Today I’m going to talk about a blind spot in my brain – one of many, I’m sure!
Lately I’ve been going through some New Yorker magazines that piled up while I was working on my book about Shaw. I came across a wonderfully written article about comedian Joan Rivers that you can read here. (I’m going to add something admirable about Rivers that wasn’t mentioned in the article. She used to donate all her nightclub fees to a charity that provides nutritious food to patients in New York.)
There’s something odd in that article, however. Take a look at this sentence:
Eventually, exhausted, she slunk back to her teen-age bedroom.
Slunk? Obviously that was wrong. But then what was the right verb? Slank? I – Jean Reynolds, your self-appointed language expert – couldn’t come up with an answer to that question.

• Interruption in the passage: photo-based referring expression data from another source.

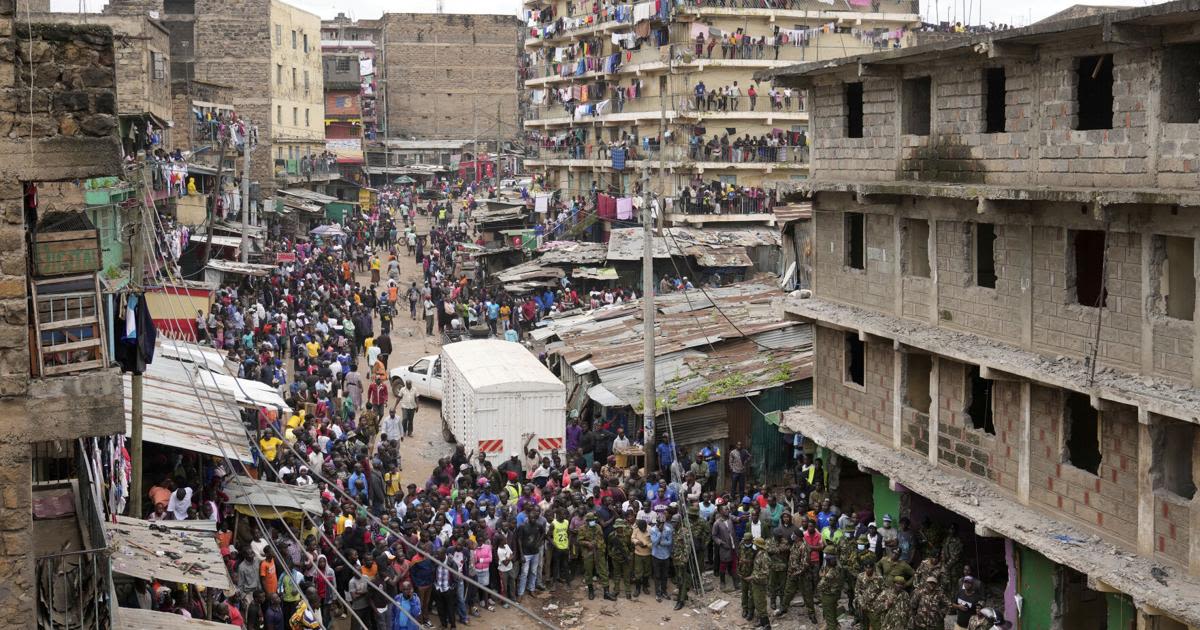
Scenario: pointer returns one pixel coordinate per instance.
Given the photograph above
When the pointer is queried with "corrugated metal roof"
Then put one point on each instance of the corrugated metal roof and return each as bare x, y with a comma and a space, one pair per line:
156, 551
268, 495
145, 619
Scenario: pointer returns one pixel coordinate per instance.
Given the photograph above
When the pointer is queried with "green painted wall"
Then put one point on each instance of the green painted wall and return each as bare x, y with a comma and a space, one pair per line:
1122, 613
886, 499
1036, 585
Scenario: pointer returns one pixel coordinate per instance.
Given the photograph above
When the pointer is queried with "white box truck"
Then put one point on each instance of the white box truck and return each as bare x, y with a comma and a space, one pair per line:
497, 397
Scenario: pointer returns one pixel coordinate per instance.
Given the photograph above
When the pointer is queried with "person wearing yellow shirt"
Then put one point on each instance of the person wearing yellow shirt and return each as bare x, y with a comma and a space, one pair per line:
375, 269
270, 444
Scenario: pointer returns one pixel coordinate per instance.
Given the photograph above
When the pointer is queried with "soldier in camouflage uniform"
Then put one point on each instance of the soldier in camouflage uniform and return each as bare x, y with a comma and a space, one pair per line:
778, 550
869, 589
930, 606
621, 553
799, 579
930, 568
745, 567
760, 581
952, 562
829, 592
681, 558
852, 557
897, 607
592, 552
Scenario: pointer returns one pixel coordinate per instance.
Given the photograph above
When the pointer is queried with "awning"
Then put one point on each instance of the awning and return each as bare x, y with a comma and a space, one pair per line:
220, 241
246, 269
156, 551
174, 415
269, 496
144, 619
591, 273
601, 395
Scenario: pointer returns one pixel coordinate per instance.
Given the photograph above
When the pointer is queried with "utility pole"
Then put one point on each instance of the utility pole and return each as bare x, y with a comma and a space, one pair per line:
663, 149
648, 389
213, 207
245, 203
137, 273
496, 165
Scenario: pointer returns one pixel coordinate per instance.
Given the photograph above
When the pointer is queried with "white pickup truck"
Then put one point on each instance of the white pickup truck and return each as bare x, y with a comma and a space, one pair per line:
425, 375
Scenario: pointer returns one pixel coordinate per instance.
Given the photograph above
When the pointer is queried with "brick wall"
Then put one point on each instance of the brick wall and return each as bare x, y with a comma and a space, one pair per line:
1107, 501
869, 407
448, 73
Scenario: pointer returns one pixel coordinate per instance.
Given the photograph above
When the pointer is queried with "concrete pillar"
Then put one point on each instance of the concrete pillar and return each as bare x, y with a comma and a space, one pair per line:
898, 397
935, 375
1147, 287
1145, 485
1023, 444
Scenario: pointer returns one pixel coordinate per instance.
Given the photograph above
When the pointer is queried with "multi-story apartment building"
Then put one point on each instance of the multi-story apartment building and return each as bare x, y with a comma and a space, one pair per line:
360, 37
269, 54
613, 73
1005, 299
55, 383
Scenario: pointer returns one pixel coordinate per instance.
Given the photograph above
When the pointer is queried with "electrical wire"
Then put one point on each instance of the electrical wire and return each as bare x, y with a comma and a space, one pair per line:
403, 540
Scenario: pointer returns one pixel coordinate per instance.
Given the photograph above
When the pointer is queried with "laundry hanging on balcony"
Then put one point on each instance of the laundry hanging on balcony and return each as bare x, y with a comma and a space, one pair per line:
136, 334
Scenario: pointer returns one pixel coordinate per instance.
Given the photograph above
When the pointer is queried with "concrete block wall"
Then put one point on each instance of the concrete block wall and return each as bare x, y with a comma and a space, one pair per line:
1041, 144
870, 157
1173, 528
868, 407
1061, 325
449, 73
1107, 501
963, 447
869, 287
963, 304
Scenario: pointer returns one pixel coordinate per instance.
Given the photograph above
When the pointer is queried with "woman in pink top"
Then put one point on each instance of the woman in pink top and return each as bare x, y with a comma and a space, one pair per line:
481, 562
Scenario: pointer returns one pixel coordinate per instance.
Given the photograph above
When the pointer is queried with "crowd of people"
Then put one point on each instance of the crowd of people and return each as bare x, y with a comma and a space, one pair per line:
395, 549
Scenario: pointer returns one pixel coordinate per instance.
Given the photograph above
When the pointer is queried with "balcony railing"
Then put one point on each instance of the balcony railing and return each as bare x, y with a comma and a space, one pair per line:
75, 588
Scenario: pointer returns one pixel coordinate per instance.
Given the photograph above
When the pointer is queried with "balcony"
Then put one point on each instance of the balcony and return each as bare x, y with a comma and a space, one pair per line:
73, 587
646, 109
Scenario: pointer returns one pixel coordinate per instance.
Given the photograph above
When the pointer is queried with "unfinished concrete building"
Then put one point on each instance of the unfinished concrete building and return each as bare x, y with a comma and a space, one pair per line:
1005, 298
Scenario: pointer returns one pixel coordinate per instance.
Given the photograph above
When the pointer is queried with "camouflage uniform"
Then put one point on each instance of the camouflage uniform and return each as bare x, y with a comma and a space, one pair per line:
621, 553
868, 589
760, 579
829, 592
745, 567
929, 607
852, 561
952, 561
592, 551
927, 570
681, 557
897, 607
778, 552
799, 577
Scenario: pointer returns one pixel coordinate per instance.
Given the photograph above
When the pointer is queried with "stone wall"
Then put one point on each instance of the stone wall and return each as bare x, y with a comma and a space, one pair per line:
70, 135
448, 73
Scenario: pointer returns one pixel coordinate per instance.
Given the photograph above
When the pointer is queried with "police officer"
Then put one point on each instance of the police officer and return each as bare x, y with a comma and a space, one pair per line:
829, 592
681, 558
760, 581
592, 553
621, 553
745, 567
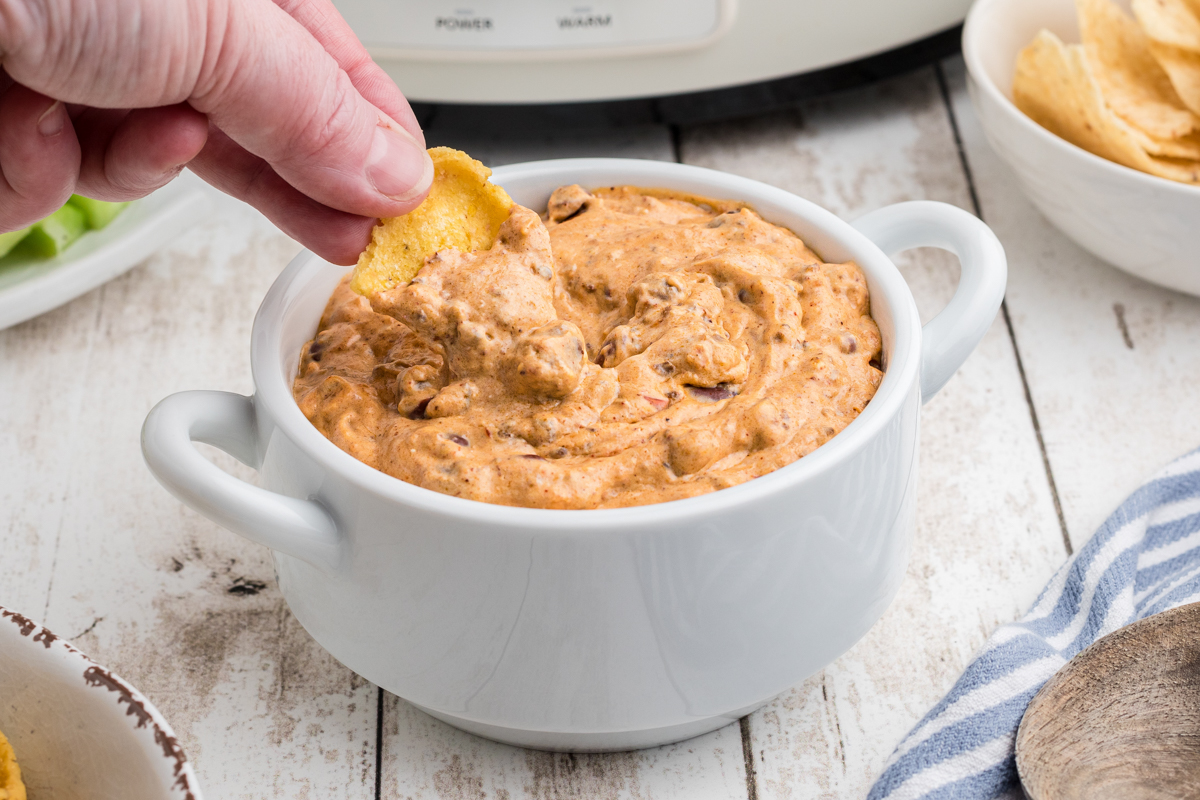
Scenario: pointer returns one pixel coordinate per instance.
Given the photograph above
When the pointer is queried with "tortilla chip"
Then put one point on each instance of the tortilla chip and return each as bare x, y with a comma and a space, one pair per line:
1057, 90
1187, 148
11, 786
1169, 22
1133, 83
463, 211
1176, 169
1183, 68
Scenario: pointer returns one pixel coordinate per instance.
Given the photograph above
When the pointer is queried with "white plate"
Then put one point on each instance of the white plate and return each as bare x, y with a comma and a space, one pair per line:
81, 732
33, 287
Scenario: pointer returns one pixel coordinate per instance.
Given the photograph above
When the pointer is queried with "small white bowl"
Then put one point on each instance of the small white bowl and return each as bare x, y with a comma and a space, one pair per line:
1140, 223
81, 732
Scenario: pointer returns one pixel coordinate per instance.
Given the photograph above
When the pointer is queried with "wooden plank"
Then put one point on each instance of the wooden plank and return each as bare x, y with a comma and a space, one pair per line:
186, 611
426, 758
1113, 361
505, 145
987, 534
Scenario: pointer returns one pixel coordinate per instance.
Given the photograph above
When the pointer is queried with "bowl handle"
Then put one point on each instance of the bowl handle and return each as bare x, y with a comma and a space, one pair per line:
299, 528
948, 338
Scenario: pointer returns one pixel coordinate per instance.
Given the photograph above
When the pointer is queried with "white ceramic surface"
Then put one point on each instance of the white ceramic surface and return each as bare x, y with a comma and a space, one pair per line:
33, 287
81, 732
592, 630
1137, 222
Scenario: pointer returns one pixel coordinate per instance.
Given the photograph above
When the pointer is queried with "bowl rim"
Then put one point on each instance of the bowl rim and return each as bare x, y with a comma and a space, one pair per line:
973, 35
899, 379
141, 711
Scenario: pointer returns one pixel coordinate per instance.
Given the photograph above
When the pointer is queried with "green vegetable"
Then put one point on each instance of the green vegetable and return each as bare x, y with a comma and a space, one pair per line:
55, 233
97, 212
7, 241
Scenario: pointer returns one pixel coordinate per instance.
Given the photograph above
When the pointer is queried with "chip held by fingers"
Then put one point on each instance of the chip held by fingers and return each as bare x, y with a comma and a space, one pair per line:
462, 211
11, 786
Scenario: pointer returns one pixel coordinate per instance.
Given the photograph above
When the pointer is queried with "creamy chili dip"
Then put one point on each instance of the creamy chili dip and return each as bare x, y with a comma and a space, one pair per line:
633, 347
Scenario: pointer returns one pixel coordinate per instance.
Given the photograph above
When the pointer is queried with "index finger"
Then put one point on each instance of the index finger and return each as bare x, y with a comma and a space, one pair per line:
327, 25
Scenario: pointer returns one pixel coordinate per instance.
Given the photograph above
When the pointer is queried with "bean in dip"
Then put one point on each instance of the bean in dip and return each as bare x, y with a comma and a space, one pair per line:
631, 347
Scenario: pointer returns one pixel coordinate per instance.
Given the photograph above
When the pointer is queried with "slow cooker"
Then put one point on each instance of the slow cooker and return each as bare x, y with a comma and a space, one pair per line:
522, 52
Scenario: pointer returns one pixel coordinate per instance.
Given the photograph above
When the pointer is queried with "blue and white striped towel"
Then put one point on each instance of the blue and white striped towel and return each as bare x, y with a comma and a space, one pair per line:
1144, 559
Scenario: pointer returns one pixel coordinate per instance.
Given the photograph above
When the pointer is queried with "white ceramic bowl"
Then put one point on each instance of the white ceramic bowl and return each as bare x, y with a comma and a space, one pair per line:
1140, 223
81, 732
592, 630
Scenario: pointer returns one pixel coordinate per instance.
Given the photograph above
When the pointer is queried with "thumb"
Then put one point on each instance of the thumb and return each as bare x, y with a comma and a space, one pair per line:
279, 94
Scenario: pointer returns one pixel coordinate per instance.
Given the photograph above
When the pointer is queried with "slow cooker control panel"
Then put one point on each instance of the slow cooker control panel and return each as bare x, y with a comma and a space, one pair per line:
395, 28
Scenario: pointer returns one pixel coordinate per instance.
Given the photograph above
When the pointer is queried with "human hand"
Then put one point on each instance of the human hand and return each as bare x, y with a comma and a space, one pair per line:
275, 103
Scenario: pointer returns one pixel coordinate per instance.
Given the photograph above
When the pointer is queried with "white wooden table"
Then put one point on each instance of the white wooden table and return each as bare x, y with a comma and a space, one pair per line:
1087, 383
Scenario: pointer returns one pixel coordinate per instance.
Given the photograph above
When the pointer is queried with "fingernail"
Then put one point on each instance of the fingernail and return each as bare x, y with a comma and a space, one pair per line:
399, 167
52, 120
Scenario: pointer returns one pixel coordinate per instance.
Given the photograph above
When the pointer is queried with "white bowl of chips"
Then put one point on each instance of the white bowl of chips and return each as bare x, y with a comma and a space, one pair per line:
1139, 222
78, 731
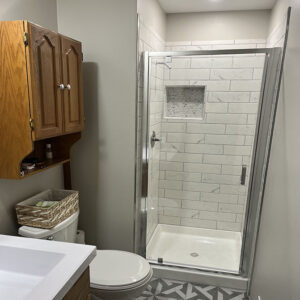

I did the obvious thing and went to the American Heritage Dictionary website to look up the past tense of slink. Guess what: it’s slinked. Slunk isn’t listed.
But doesn’t it sound right? Turns out I’m not the only person who feels that way. Novelist Ursula Le Guin used slunk in an article also published in the New Yorker:
On a banquet night in Berkeley once, when somebody jogged my arm and my beer went straight down the back of Mrs. Robert Heinlein’s dress, I slunk away into the crowd.
I did some sleuthing (don’t you love these -sl words?) and discovered that Oxford University has already admitted slunk into its dictionary. (Did you know that lexicographers from one dictionary might disagree with lexicographers at another dictionary?)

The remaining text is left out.